Attrition: Solving the Sergeant Shortage


June 12, 2007: The U.S. Marines are feeling the strain of being ordered to increase its personnel strength 12 percent over the four years, while also supplying troops for a war. To accomplish all this, it needs more NCOs, and as a result, there are currently fifty percent more promotions from E-5 (sergeant, or squad leader) to E-6 (staff sergeant, or platoon sergeant), and nearly as many more for E-6 to E-7 (Gunnery sergeant). The increase in NCO positions means that the NCO schools have to deal with another 5,000 students in the near future.

All this is opening up more promotion opportunities for corporals (E-4) and creating shortages for units headed overseas. To deal with that, the marines are offering a $6,000 bonus for marines, with less than a year left in their current enlistment, to re-enlist for another year and complete another seven month tour in Iraq.
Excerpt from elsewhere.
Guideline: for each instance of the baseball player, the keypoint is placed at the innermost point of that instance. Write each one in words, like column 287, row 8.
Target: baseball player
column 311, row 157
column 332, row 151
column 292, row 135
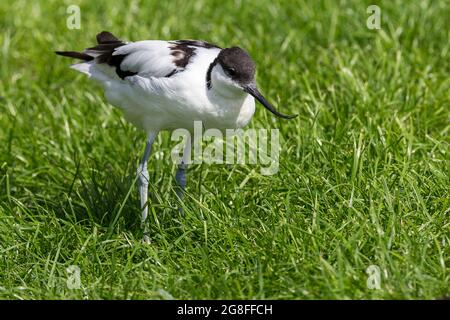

If a marine just needs a few more months of active service to finish a seven month Iraqi tour, they are being offered $3,000 to sign up for as many additional months as it will take. This sort of thing has worked before, and will probably work again. The marines would like to keep people in longer, in order to reach the new, 202,000 strength by 2011. But many marines, like their army counterparts, only want to do one four year enlistment, then go off and take advantage of the GI Bill college tuition benefits.